Really funny about loads, the first time I used the gun, was a triple on cocks, haven't ever had that exact chance before or since. I dropped one right off, was a 1 bird limit in that county then, so held off on the other two. Dang, couldn't find him. Thought it was the gun, but it was the shells. Didn't know I had the best quail/phez combo possible.

About the gauge, if you want to make a solid kill on a long shot, go with the 12. You can always put a light load in it, but you can't get as much shot and velocity combo in the smaller gauges, when you may need it most and especially driving 1000 miles to get there.


----------



## big_al_09 (Feb 26, 2007)

12 guage 870


----------



## pheasantfanatic (Jan 20, 2007)

big_al_09 said:


> 12 guage 870


The only way to go!!! (unless you can get a Benelli and I can't afford that right now  )


----------



## big_al_09 (Feb 26, 2007)

pheasantfanatic said:


> big_al_09 said:
> 
> 
> > 12 guage 870
> ...


who can?


----------



## pheasantfanatic (Jan 20, 2007)

big_al_09 said:


> pheasantfanatic said:
> 
> 
> > big_al_09 said:
> ...


Not me!!!


----------



## big_al_09 (Feb 26, 2007)

me either :beer:


----------



## saskcoyote (Dec 30, 2006)

big_al_09

Glad to see you're on the pheasant hunting forum. After reading your post on the predator hunting forum about whether you should eat a coyote, I was kind of wonderin' about you. I've never eaten a yote -- can't imagine I ever will -- but I've eaten plenty of pheasants and they're delicious (LOL).

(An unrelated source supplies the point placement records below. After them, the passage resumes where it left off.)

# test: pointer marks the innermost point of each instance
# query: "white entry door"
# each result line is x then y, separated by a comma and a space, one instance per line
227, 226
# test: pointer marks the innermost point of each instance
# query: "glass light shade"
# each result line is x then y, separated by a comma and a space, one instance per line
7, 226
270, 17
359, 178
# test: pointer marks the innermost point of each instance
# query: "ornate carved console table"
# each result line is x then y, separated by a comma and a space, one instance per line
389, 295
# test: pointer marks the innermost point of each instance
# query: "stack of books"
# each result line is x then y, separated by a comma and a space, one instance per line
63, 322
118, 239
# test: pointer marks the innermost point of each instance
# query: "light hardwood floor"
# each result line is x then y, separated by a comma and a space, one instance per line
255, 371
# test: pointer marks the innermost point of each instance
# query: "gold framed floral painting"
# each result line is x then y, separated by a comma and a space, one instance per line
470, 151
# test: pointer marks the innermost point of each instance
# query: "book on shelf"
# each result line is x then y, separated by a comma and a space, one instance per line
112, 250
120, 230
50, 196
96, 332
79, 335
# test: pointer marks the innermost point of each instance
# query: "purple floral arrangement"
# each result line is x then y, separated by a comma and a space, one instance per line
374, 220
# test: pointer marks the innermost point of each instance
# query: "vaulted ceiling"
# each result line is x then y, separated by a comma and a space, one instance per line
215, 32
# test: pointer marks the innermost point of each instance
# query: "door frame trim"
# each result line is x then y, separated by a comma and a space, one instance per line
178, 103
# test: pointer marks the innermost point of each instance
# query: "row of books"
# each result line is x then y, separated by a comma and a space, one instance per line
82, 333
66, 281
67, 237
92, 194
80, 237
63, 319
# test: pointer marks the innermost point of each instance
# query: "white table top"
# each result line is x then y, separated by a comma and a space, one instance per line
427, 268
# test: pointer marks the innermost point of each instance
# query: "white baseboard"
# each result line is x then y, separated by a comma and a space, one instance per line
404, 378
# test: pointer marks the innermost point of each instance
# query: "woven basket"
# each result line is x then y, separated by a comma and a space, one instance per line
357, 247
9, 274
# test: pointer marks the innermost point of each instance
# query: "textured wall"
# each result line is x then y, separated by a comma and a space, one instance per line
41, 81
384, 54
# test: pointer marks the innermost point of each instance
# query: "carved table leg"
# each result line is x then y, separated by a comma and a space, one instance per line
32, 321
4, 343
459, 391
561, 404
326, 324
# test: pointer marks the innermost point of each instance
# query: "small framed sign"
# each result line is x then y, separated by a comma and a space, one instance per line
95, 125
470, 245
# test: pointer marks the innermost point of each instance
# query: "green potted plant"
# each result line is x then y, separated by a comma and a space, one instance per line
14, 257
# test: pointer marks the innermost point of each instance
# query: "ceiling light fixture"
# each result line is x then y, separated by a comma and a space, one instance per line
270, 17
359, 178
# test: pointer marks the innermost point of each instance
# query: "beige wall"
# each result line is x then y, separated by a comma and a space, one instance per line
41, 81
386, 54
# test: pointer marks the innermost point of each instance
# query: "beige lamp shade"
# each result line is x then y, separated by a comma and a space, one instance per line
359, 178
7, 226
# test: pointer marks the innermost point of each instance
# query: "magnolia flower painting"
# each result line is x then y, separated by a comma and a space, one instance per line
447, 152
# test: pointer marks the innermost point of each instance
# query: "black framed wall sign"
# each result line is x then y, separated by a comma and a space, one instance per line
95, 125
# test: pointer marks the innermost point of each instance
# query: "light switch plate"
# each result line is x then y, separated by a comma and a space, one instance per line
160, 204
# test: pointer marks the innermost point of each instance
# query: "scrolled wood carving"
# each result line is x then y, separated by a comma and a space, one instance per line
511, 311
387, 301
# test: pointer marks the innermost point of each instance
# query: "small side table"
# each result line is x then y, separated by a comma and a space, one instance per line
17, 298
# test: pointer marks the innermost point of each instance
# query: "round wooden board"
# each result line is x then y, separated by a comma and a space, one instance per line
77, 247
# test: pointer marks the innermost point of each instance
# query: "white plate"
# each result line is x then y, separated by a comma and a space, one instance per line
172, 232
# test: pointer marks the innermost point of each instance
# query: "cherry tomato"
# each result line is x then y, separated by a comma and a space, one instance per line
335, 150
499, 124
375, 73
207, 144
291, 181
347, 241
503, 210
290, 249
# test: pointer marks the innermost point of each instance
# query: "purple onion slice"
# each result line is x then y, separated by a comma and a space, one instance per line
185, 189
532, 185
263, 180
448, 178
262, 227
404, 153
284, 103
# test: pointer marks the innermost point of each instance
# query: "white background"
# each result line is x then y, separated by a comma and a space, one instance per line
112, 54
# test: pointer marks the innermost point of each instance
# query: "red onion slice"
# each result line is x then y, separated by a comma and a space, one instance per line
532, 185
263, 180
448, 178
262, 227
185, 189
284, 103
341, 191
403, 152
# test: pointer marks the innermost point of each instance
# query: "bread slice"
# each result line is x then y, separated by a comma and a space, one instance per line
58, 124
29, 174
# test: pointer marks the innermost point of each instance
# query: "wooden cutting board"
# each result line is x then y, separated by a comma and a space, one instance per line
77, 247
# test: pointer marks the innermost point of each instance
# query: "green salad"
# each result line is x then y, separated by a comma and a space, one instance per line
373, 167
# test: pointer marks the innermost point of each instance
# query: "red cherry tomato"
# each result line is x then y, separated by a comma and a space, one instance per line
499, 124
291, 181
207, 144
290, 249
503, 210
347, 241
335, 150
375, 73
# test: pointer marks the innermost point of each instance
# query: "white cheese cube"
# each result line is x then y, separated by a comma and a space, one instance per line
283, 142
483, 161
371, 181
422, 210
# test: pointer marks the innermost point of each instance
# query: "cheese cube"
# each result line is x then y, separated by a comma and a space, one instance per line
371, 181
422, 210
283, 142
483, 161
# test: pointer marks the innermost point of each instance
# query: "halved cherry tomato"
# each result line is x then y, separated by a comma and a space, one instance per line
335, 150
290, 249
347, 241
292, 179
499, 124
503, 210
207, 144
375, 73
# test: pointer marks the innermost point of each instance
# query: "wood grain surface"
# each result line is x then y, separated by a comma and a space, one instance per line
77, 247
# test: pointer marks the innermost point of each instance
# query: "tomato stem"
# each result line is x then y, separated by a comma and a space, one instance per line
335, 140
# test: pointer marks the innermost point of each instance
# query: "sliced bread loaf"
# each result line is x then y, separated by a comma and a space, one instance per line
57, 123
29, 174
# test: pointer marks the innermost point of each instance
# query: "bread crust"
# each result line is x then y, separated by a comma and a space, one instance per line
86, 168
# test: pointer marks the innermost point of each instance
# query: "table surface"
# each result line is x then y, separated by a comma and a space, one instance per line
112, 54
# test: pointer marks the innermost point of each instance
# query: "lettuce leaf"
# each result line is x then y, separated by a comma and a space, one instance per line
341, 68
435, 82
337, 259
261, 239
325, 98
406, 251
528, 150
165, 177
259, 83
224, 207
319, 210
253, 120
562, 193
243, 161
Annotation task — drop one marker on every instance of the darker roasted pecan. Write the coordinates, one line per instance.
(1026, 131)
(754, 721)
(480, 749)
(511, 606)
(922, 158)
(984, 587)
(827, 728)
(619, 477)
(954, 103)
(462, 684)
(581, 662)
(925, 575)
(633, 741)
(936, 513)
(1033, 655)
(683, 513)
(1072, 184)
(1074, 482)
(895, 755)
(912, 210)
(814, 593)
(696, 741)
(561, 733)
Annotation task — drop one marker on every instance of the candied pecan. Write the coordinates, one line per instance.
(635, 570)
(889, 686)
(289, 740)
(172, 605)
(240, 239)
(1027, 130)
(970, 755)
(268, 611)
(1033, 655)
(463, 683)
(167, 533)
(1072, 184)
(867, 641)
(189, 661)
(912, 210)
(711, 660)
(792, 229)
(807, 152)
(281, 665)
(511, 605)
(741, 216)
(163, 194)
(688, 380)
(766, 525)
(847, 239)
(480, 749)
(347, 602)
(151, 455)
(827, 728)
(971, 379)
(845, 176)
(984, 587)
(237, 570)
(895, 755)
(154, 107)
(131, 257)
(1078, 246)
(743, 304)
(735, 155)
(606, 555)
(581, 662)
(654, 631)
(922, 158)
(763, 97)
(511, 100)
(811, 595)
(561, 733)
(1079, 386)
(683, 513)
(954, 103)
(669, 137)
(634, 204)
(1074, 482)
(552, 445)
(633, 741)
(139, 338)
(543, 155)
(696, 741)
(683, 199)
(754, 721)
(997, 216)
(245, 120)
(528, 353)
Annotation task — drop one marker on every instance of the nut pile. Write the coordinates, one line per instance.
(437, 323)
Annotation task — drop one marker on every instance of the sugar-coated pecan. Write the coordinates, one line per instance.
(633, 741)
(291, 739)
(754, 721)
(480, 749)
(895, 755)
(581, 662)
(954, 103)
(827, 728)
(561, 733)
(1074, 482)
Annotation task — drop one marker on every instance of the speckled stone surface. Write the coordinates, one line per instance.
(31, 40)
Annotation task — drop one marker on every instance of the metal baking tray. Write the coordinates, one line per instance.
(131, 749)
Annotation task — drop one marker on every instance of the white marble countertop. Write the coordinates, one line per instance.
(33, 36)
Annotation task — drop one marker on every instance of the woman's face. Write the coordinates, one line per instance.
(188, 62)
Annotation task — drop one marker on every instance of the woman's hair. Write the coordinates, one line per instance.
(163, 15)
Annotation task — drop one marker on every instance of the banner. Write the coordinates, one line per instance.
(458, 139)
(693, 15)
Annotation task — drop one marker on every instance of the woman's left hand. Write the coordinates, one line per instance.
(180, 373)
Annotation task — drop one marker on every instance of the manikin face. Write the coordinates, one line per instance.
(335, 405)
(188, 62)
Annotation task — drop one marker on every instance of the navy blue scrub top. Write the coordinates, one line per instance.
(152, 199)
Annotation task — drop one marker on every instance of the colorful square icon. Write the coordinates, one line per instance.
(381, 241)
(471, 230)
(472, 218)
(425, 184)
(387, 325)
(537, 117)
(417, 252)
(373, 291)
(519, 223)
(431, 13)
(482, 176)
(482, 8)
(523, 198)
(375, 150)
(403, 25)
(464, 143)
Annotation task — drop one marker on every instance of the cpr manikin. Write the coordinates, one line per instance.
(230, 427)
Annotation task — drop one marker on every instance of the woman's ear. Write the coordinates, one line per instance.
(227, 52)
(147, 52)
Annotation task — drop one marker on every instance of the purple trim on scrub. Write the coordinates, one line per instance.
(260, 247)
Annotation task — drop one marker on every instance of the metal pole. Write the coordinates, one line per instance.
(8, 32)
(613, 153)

As for my pheasant-hunting firearms, Shorthair, I'm a Beretta fan. My favorite is my 12 gauge OU but my 20 gauge auto is a close second.


----------



## big_al_09 (Feb 26, 2007)

saskcoyote said:


> big_al_09
> 
> but I've eaten plenty of pheasants and they're delicious (LOL).
> 
> ...


----------



## Desertrat (Oct 16, 2004)

Back when I hunted pheasants, I used 20 and 28ga....cuz it was close shots, walking the fence rows on my grand dad's farm in Kansas.


----------



## mod1220ga (Mar 15, 2007)

Check out my screen name and that will answer your question.


----------



## neb_bo (Feb 3, 2007)

i do almost all my hunting with a 20 ga 870. never had a malfunction, and ive dropped chickens at 55+ yards. it doesnt matter what you shoot, as long as you know how to shoot it. i also shoot a franchi al 48 12 ga with a 28" full choke barrel sometimes, and a 20 ga a-5. wouldnt mind having a citori featherweight in 20, when i win the lotto.


----------